Cellulose-Supported Nanosized Zinc Oxide: Highly Efficient Bionanomaterial for Removal of Arsenic from Water
Sunil K. Sharma, Priyanka R. Sharma, Hui Chen, Ken I. Johnson, Chengbo Zhan, Ruifu Wang, Benjamin S. Hsiao
Abstract
Arsenic contamination in drinking water has become a worldwide problem, especially in developing countries, and has led to the development of various arsenic removal methods. Herein, regenerated microfibrillated cellulose (R-MFC) fibers were isolated by a combination of dissolution and regeneration methodologies using a mixture of phosphoric acid and ethanol treatment on jute cellulose.
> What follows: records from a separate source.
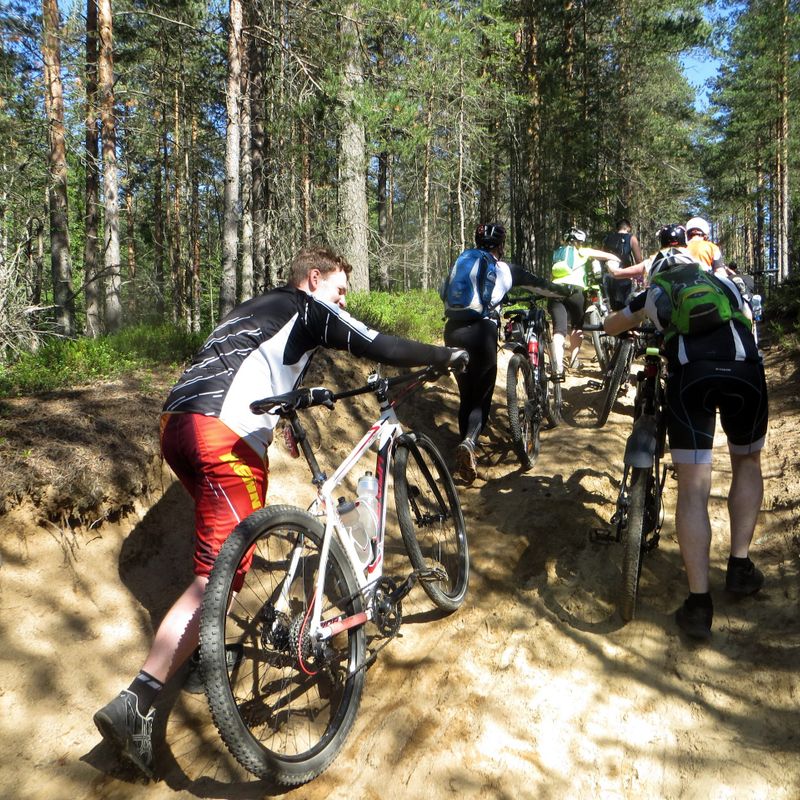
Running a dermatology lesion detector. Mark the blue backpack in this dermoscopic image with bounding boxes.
[439,248,497,320]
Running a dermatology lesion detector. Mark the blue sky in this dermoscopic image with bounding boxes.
[681,50,720,111]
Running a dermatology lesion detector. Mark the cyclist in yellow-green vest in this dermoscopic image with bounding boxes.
[548,228,619,381]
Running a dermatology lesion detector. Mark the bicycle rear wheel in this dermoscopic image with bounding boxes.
[393,434,469,612]
[506,353,542,469]
[597,339,633,428]
[539,322,562,428]
[619,467,657,622]
[200,506,366,786]
[586,305,608,372]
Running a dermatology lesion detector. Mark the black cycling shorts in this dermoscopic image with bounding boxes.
[547,286,586,336]
[667,361,769,464]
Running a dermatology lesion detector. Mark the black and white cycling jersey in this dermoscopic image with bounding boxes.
[164,286,450,453]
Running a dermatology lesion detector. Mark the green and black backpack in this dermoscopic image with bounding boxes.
[651,264,752,339]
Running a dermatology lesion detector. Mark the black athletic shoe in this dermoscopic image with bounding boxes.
[675,600,714,639]
[725,558,764,595]
[455,439,478,485]
[94,689,156,778]
[183,644,244,694]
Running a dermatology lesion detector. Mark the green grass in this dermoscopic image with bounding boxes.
[0,290,444,397]
[347,289,444,344]
[0,325,204,397]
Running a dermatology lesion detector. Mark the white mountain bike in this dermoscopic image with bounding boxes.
[200,369,469,786]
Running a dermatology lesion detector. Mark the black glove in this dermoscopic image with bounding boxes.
[447,347,469,374]
[553,283,577,300]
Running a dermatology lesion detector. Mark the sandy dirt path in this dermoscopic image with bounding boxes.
[0,351,800,800]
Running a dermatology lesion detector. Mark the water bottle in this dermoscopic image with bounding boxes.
[336,497,372,567]
[356,472,378,541]
[750,294,761,322]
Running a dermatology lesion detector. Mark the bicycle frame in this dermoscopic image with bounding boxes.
[276,371,425,641]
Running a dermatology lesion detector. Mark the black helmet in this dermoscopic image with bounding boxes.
[658,223,686,247]
[564,228,586,244]
[475,222,506,250]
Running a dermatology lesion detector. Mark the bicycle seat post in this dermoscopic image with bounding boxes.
[286,411,328,488]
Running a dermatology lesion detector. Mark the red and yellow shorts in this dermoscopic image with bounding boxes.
[161,414,269,589]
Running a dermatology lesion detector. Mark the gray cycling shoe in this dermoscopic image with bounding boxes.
[455,439,478,484]
[94,689,156,778]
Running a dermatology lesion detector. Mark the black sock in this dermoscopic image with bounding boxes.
[128,670,164,714]
[686,592,713,608]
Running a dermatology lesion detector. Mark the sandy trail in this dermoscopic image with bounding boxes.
[0,346,800,800]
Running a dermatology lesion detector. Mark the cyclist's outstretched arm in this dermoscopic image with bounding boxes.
[508,264,575,297]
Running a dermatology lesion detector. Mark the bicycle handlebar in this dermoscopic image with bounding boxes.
[250,362,460,416]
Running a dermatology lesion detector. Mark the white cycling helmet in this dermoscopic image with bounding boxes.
[684,217,711,238]
[564,228,586,243]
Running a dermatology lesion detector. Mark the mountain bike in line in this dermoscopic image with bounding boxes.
[597,331,636,428]
[200,368,469,786]
[592,330,667,622]
[504,293,561,469]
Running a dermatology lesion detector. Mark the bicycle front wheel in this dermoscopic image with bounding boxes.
[619,467,654,622]
[597,339,633,428]
[200,506,366,786]
[506,353,542,469]
[393,434,469,612]
[539,324,563,428]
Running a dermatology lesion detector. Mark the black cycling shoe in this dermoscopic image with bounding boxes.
[94,689,156,778]
[725,558,764,596]
[675,598,714,639]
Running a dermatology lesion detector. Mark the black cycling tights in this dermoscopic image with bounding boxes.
[444,319,497,442]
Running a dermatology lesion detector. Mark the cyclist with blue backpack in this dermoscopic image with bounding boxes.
[604,225,769,639]
[440,222,571,484]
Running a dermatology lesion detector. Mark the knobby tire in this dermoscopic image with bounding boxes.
[506,353,547,469]
[619,467,653,622]
[200,506,366,786]
[597,339,633,428]
[393,434,469,612]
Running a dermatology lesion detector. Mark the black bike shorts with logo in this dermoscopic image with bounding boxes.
[667,361,769,464]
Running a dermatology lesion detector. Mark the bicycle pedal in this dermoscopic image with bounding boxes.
[589,528,616,544]
[414,567,447,583]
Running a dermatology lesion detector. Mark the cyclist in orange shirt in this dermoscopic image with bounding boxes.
[685,217,725,272]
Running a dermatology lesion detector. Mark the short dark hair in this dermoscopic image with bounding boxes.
[288,247,353,286]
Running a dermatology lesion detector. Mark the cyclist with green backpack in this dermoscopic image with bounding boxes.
[604,225,768,639]
[439,222,571,484]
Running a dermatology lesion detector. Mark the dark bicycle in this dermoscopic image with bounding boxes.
[504,294,561,469]
[593,331,667,622]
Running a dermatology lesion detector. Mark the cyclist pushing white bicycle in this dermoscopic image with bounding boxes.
[94,248,468,776]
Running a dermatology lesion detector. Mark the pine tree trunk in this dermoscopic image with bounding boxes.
[778,0,791,282]
[97,0,122,331]
[219,0,242,318]
[250,16,267,294]
[239,30,253,302]
[189,114,201,333]
[42,0,75,336]
[83,0,103,338]
[339,3,369,292]
[153,116,167,320]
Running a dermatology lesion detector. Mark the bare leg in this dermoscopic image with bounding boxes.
[728,452,764,558]
[675,464,711,593]
[553,333,565,373]
[142,575,208,683]
[569,331,583,366]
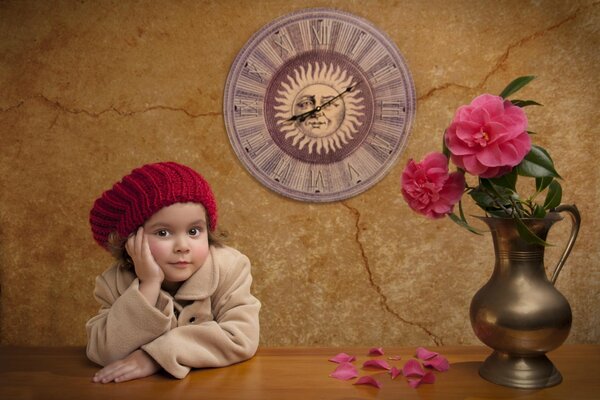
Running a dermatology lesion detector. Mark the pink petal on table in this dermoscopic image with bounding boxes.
[423,355,450,372]
[407,372,435,388]
[368,347,383,356]
[328,353,356,364]
[363,360,391,369]
[417,347,438,360]
[329,363,358,381]
[353,375,381,389]
[402,359,425,377]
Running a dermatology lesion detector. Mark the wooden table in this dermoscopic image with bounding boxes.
[0,345,600,400]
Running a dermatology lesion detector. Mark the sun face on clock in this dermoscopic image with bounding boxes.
[274,62,365,154]
[223,8,416,202]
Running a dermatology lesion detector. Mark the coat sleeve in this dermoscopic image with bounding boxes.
[86,268,177,366]
[142,252,261,379]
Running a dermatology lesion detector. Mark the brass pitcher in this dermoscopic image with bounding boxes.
[470,205,581,389]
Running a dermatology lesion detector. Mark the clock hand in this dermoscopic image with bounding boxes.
[287,81,360,122]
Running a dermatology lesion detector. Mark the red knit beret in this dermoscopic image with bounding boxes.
[90,162,217,248]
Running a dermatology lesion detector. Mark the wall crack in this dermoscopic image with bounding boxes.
[417,2,600,101]
[341,202,444,346]
[0,94,223,118]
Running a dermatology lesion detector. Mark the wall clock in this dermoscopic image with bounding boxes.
[224,9,415,202]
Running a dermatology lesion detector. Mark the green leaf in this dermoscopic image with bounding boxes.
[490,168,518,191]
[448,213,483,235]
[535,176,554,192]
[510,100,543,107]
[515,217,550,246]
[517,144,560,178]
[500,76,535,99]
[442,131,450,160]
[531,204,546,218]
[544,180,562,210]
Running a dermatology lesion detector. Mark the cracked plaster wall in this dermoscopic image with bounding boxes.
[0,0,600,346]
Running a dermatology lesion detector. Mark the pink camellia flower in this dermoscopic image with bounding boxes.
[402,152,465,218]
[445,94,531,178]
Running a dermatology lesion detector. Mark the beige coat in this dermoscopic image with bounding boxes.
[86,246,260,378]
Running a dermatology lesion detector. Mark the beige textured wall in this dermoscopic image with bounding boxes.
[0,0,600,346]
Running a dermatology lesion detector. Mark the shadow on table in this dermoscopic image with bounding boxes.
[446,361,540,399]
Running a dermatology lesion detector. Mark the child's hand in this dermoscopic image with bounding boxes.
[92,350,160,383]
[125,226,165,286]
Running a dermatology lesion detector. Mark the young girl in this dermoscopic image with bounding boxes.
[86,162,260,383]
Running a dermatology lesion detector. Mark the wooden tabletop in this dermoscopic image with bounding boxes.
[0,345,600,400]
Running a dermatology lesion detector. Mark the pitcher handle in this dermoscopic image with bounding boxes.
[551,204,581,285]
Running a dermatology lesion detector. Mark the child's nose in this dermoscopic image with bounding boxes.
[174,236,190,253]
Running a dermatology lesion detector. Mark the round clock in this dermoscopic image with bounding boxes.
[224,9,415,202]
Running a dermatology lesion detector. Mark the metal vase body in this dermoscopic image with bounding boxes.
[470,206,580,389]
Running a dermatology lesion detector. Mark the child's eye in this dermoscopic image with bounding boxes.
[154,229,169,237]
[188,228,202,237]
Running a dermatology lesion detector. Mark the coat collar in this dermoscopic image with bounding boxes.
[117,246,219,300]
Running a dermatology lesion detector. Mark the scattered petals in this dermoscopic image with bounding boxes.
[354,375,381,389]
[363,360,391,369]
[407,372,435,389]
[369,347,383,356]
[329,353,356,364]
[329,362,358,381]
[423,355,450,372]
[417,347,439,360]
[402,359,425,377]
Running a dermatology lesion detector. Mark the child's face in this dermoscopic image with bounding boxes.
[144,203,208,283]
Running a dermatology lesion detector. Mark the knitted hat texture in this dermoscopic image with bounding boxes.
[90,162,217,248]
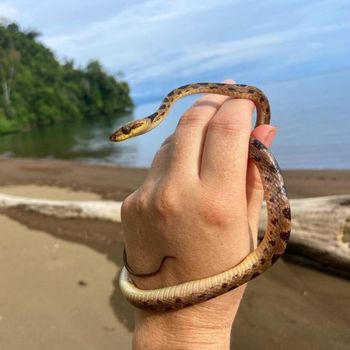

The isolated R-MFC fibers possessed high specific surface area (10 m2/g), good aspect ratio (L/D = 30), high thermal stability (T max = 352 °C) with a zeta potential of −8.4 mV, and a low crystallinity index of 47.5%. These R-MFC fibers exist in cellulose II polymorph form, confirmed by 13C CPMAS nuclear magnetic resonance and wide-angle X-ray diffraction studies, and they were highly effective as support for growth of ZnO nanocrystals. Wide-angle X-ray diffraction and transmission electron microscopy analysis on the imbedded ZnO nanocrystals indicated that they possessed the hexagonal wurtzite crystal structure. The R-MFC composite loaded with 41 wt% of ZnO nanocrystals was found to be highly efficient in removing arsenic ions from contaminated water, with a maximum capacity of 4,421 mg/g at neutral pH, which is significantly higher than the various absorbents for arsenic removal reported in the literature.